Comparing the entries for LEC11 in Tables 3 and 4 shows reasonable agreement except for the lectins WGA and ricin. The abundance of the terminal sialic acid structure bound by WGA increases in Table 4 while the sensitivity of LEC11to WGA decreases in Table 3. Perhaps the branch fucosylation in LEC11 cells disproportionately reduces the sensitivity of adjacent sialic acid groups to the WGA lectin. Neither of the two versions of the Ricin-binding substructure increase in Table 4 from the parent Pro¯5 cells while the sensitivity of LEC11 cells to ricin in Table 3 is 25 times higher. Perhaps the high level of SLex groups in LEC11 (Table 2) is a factor.

LEC12.

Similarly to LEC11, the LEC12 mutant also exhibits expression of branch fucosylation activity, but due to activation of the Fut9 gene rather than Fut6 [47].Comparing the model-predicted enzyme activity results for LEC11 and LEC12 in Table 1, we see that the LEC12 prediction has even more branch fucosylation activity than LEC11, but does not include the increased a3SiaT activity compared to the Pro¯5 cells that LEC11 exhibits. Instead,LEC12 is predicted to have an increase in iGnT activity, which creates LacNAc repeats. Again, the predictions are consistent with compensating regulation for the loss in lactosamine. Or it could be an additional response of the cell line to the selective pressure of the lectins.

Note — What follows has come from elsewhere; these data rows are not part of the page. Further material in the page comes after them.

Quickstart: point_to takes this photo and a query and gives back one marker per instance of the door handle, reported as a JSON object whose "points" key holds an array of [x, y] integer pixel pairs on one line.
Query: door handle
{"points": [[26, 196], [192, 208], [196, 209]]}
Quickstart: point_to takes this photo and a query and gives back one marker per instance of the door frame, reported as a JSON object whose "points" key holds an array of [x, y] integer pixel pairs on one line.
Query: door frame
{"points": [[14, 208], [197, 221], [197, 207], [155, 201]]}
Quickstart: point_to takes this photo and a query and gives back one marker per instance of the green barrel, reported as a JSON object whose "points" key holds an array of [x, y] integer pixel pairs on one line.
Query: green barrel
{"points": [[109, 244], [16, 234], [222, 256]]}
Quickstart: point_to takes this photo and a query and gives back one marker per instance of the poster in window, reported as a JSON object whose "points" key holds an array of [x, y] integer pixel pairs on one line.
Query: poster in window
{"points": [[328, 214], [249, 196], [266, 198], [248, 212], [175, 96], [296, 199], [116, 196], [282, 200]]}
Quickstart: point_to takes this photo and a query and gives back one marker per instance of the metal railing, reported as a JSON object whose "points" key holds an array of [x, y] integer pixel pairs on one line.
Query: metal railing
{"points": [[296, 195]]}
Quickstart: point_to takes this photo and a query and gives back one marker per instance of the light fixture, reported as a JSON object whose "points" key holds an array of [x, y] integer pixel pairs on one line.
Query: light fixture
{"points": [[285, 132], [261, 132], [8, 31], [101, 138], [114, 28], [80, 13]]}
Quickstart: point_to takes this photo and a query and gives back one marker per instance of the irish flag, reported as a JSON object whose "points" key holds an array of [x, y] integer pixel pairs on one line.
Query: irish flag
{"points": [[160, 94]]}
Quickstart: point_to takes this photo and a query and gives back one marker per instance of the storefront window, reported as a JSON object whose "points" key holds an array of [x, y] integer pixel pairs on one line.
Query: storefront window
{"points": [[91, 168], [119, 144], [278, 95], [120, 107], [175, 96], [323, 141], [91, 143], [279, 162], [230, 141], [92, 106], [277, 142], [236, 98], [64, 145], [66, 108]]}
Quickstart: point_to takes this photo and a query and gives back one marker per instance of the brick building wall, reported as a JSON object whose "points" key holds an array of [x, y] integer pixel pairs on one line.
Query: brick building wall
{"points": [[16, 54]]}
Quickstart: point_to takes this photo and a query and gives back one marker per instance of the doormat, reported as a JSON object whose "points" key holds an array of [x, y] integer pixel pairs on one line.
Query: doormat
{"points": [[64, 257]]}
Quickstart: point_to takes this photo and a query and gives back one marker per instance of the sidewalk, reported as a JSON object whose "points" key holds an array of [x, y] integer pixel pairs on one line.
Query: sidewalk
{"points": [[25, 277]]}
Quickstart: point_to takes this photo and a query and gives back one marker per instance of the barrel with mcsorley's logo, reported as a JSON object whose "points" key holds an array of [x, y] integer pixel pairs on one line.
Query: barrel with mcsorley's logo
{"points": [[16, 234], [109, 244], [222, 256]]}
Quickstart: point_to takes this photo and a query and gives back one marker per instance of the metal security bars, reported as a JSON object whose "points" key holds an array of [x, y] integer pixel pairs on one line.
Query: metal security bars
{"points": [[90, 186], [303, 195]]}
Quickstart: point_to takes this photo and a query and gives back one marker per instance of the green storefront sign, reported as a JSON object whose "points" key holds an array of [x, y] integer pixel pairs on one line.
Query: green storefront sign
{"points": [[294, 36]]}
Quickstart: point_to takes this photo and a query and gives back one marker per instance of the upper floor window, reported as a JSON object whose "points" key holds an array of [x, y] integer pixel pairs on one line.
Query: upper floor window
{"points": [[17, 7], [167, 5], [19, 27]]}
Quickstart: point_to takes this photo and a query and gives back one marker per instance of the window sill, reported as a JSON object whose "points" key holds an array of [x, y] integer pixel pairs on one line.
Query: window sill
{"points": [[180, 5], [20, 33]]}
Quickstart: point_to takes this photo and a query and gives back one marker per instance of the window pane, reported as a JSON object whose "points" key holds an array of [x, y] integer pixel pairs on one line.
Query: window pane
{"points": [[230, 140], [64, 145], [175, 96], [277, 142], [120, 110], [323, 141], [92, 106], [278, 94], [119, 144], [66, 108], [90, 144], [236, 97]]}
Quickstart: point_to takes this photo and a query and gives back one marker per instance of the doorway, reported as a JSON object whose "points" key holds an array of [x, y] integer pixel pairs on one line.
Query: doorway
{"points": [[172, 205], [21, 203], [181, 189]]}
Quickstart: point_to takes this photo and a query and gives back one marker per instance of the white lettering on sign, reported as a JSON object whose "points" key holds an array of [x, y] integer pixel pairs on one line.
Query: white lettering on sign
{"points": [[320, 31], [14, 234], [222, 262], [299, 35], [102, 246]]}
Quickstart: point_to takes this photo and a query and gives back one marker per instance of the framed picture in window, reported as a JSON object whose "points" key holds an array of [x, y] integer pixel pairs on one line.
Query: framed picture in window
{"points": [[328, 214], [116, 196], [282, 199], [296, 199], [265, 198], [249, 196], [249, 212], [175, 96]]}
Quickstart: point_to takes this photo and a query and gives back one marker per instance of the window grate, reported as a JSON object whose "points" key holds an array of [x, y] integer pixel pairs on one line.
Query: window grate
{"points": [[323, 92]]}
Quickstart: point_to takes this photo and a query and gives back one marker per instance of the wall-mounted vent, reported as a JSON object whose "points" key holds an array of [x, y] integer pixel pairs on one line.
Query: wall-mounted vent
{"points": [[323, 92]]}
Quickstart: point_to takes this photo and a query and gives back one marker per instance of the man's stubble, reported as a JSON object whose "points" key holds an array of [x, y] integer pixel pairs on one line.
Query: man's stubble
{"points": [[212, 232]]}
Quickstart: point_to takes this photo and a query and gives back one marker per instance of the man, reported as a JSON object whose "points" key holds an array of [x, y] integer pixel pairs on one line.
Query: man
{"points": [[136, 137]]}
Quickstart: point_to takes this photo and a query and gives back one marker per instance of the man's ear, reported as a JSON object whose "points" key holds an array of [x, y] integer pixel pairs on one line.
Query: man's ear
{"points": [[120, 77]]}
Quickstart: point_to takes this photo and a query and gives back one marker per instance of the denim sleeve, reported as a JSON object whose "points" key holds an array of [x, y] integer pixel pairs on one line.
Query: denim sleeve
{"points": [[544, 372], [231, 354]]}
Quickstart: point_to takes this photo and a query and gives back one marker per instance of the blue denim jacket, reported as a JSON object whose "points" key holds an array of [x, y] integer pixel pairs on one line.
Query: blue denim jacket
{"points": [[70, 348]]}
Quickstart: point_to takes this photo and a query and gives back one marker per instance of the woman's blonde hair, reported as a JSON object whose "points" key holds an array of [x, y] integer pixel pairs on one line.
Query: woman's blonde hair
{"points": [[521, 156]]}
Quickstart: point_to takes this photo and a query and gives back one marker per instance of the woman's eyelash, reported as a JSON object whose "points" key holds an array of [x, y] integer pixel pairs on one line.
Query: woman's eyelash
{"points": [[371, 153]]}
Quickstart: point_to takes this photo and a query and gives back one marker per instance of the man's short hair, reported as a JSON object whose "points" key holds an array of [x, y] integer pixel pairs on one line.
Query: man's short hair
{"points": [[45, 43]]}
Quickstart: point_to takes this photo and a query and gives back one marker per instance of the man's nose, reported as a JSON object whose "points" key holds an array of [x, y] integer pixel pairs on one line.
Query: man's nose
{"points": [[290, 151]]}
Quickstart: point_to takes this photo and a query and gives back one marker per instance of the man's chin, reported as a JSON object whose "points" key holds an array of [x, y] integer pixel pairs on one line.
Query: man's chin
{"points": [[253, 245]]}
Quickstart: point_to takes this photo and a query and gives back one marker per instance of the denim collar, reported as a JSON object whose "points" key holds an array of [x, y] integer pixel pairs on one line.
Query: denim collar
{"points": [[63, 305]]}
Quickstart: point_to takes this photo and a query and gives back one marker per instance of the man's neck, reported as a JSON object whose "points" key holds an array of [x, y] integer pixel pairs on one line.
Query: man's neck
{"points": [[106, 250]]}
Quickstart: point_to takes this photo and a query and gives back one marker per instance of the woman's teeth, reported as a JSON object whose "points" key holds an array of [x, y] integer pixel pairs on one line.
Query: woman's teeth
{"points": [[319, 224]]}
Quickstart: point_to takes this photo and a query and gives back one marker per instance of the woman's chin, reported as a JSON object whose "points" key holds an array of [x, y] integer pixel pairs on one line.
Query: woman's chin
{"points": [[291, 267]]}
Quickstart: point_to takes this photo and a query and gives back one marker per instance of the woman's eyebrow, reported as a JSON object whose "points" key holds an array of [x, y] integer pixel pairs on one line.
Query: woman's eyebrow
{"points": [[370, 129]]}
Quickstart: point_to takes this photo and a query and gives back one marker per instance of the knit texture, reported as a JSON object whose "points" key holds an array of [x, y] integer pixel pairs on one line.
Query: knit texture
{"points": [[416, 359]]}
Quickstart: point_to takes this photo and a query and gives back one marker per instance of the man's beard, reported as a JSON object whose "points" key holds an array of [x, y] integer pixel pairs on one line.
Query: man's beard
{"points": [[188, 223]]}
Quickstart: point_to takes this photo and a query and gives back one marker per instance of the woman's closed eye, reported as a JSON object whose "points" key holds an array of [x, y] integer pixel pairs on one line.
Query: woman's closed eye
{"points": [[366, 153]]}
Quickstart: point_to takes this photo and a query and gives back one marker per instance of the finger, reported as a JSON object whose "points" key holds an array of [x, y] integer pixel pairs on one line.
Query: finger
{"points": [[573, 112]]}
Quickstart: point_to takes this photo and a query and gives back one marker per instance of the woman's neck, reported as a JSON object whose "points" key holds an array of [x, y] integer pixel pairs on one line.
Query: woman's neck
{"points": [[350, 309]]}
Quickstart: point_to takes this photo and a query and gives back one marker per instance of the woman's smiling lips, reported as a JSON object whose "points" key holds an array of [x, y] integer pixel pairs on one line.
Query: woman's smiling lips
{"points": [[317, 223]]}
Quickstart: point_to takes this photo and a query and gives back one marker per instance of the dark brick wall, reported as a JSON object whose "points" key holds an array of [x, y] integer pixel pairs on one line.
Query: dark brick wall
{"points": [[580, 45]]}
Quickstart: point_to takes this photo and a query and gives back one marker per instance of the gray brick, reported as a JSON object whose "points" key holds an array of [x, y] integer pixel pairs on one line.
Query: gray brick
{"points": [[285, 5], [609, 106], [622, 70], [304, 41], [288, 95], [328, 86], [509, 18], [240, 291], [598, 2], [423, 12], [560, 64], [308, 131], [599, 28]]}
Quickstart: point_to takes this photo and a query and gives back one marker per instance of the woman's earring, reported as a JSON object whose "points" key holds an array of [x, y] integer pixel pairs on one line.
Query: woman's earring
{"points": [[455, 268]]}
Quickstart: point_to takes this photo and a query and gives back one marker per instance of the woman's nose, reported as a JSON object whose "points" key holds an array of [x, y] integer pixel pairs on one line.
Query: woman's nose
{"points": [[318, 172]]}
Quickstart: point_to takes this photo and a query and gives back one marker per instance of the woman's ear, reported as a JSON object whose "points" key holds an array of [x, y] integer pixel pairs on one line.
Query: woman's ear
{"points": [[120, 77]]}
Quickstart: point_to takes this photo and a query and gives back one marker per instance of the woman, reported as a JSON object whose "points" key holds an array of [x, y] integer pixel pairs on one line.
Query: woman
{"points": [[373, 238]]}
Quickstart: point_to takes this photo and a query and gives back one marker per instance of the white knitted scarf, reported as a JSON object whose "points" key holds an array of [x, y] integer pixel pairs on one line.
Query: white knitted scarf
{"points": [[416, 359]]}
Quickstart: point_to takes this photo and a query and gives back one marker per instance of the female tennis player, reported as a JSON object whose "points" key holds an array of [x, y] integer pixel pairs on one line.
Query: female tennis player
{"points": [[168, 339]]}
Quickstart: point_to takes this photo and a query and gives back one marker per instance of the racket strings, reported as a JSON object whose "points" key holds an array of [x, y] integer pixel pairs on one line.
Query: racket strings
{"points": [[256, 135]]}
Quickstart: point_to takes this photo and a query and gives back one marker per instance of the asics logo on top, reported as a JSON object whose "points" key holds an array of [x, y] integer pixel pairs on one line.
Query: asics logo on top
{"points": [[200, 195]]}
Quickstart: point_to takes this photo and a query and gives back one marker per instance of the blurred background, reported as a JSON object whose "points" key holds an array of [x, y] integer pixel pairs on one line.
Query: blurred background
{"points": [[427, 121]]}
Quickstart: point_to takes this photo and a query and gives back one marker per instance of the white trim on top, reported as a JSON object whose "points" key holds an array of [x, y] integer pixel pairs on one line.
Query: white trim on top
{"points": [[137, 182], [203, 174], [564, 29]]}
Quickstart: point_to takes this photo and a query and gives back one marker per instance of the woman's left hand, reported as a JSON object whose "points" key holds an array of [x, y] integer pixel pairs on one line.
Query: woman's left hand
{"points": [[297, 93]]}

In accordance with the enzyme activity shifts, the model-predicted glycan features in Table 2 show much more branch fucose, Lex and VIM-2 for LEC12 than for LEC11, and less SLex. Lactosamine extensions are also greater for LEC12 than LEC11, but this change is not sufficient to maintain the unfucosylated lactosamine groups as high as either LEC11 or the parent Pro¯5.

The lectin sensitivities for LEC12 in Table 3 are more consistent with the lectin binding subgroup abundances for LEC12 in Table 4 than the corresponding comparison for LEC11 but the proper binding substructures for ricin are still questionable.

Lec13.

Lec13 exhibits loss of Gmds gene expression, which is needed for synthesis of GDP-Fuc [48].The model-predicted enzyme activities in Table 1 show the expected decrease in a6FucT activity in the Lec13 mutant to only 3% of the level in CHO Pro¯5. In addition, the predicted activities of ManII and GnTII are about double the corresponding activities of the CHO Pro¯5, while GnTIV and GnTV are also somewhat increased (Table 1). Compared to the parent Pro¯5 cells, the predicted glycan features for Lec13 in Table 2 have less monoantennary and hybrid structures and more tetraantennary structures. This results in more lactosamine groups than the Pro¯5 cells. This could be another example of regulatory compensation, in this case providing increased lactosamine to compensate for the greatly reduced core fucose. Or it could be an additional response of the cell line to the selective pressure of the lectins.

For Lec13 the lectin sensitivities in Table 3 are quite consistent with the model-predicted binding substructure abundances in Table 4.

LEC30.

LEC30 is related to LEC11 and LEC12 in that it also exhibits branch α-1,3 fucosylation, in particular producing VIM-2 and Lewis X structures. This has been shown to be due to activation of both the Fut4 and Fut9 genes [47].In addition to the expected high level of branch fucosylation activity (a3FucT), the model predicted significant shifts in other enzyme activities. ManII, GnTII and a6FucT are much higher than in the Pro¯5 cells while iGnT is much lower. GnTIV and GnTV activities are also significantly higher.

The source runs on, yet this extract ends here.